Historiadores são profissionais que gozam há muito tempo de certo prestígio em países mais desenvolvidos. Nesses tempos cada vez mais aceler...
Historiadores são profissionais que gozam há muito tempo de certo prestígio em países mais desenvolvidos. Nesses tempos cada vez mais acelerados e incertos, onde as pessoas facilmente se esquecem da onde vem e pra onde vão, eles são os intérpretes chamados para colocar as coisas nos seus devidos lugares. Infelizmente, esses profissionais não têm o mesmo status em se tratando de Brasil. Mas também teriam muito a ensinar.
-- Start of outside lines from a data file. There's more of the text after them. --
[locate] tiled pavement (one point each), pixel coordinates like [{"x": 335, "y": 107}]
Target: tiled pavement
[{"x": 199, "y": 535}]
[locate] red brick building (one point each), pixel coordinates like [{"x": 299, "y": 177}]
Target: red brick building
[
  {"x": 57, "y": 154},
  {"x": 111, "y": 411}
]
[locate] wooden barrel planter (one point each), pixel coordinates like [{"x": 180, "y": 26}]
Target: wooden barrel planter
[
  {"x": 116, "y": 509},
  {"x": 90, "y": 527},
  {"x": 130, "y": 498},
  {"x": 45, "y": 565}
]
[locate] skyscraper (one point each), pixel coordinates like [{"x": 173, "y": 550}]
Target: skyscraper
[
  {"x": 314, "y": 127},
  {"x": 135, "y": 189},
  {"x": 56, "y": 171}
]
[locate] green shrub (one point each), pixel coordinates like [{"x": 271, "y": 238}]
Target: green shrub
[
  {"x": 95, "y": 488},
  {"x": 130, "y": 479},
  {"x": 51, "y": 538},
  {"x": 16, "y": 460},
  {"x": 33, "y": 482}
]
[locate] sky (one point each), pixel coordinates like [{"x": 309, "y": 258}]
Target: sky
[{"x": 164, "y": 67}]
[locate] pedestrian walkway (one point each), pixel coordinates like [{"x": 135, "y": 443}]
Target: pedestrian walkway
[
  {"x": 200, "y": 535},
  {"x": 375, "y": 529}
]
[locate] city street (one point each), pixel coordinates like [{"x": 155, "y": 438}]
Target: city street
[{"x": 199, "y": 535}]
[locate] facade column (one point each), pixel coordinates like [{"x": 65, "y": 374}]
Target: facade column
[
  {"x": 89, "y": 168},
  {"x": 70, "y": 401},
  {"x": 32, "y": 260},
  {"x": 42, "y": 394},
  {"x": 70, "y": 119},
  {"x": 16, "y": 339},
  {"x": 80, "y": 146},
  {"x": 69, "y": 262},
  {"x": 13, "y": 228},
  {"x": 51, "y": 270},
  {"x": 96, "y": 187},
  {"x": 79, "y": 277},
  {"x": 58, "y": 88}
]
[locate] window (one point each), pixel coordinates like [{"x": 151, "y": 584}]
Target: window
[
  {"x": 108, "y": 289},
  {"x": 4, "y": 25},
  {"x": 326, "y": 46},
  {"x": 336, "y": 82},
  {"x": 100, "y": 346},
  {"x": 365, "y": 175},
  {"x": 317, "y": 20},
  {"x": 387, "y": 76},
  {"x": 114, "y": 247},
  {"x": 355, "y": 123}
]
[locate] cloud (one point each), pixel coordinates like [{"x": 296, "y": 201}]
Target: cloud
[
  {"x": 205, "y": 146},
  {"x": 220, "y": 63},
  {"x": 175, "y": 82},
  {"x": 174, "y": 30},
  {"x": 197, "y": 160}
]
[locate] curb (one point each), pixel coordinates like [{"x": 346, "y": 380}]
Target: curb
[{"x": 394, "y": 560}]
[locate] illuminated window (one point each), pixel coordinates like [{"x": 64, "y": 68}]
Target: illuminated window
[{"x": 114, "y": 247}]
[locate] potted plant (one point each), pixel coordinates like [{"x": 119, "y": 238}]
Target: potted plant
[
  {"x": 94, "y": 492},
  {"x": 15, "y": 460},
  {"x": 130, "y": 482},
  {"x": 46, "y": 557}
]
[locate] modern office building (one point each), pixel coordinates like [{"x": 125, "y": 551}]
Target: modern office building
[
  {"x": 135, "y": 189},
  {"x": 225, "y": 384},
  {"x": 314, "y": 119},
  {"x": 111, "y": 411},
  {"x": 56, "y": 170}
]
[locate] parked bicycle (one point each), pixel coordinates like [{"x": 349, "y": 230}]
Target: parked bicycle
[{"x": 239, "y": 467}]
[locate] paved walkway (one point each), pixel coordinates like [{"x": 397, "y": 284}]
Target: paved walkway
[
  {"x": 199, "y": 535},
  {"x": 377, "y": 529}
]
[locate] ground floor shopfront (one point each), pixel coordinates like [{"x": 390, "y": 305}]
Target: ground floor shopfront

Mesmo no nosso caso, em que falta o reconhecimento, o historiador pode ao menos contar com uma satisfação pessoal: por pesquisar as diversas sociedades no espaço e no tempo, ele tem consciência de que, assim como os demais contemporâneos seus, é fruto de sua época. Ele tem as suas ideias, as suas opiniões, seu comportamento e seus gostos fortemente influenciados pela cultura e pela sociedade em que vive, naquilo que alguns historiadores alemães chamavam de Zeitgeist, ou “o espírito de uma época”. O historiador sabe que se ele vivesse em outro tempo, em outra cultura, suas convicções seriam um tanto diferentes. E por ter essa consciência, ele tem uma vantagem sobre as demais pessoas: ele pode tentar superar essa influência, imaginar como seria se ele pudesse ver a sua sociedade de fora, como um cientista que olha seu objeto de pesquisa no microscópio. E o que ele percebe olhando para seu próprio tempo, é que muitas das ideias, instituições e situações que a grande maioria das pessoas vê como naturais, por estarem intimamente mergulhadas na realidade a ponto de não entendê-las, na verdade é uma conjuntura histórica, uma construção, algo que foi criado e que por diversas razões, passou a ser dominante. Duas dessas circunstâncias do nosso tempo são a religião e o capitalismo.
Seria complexo demais falar sobre estes dois importantes sistemas em poucas linhas, mas de forma sucinta, o que nos interessa não é a religião e o sistema econômico em si, mas só fato de que as pessoas pensam que eles são naturais, que sempre houve deus e dinheiro, que essa é a única forma de viver, e as coisas sempre foram assim. Esse que é o grande problema.
Quando o sistema começa a entrar em crise, como assistimos agora com os estragos incríveis provocados no planeta em diversos setores, temos dificuldade de propor respostas, porque não conhecemos alternativas. Tudo no que pensamos são em “reformas” — as religiões estão cheias delas — e não em superação. Falamos hoje em “capitalismo verde”, um paradoxo tão absurdo quanto “estupro à luz de velas”.
Penso que só poderemos sair dessa apatia ante o colapso econômico do mundo e o irracionalismo humano quando, tal como os historiadores, formos conscientes do nosso tempo histórico. Quando aprendermos que nada é natural, que nada está aí pra sempre, que tudo pode ser mudado com vontade, por pior que seja, aí estaremos aptos a pegar nosso destino pelas mãos. Parece que algumas lições da história foram esquecidas e precisam ser reaprendidas.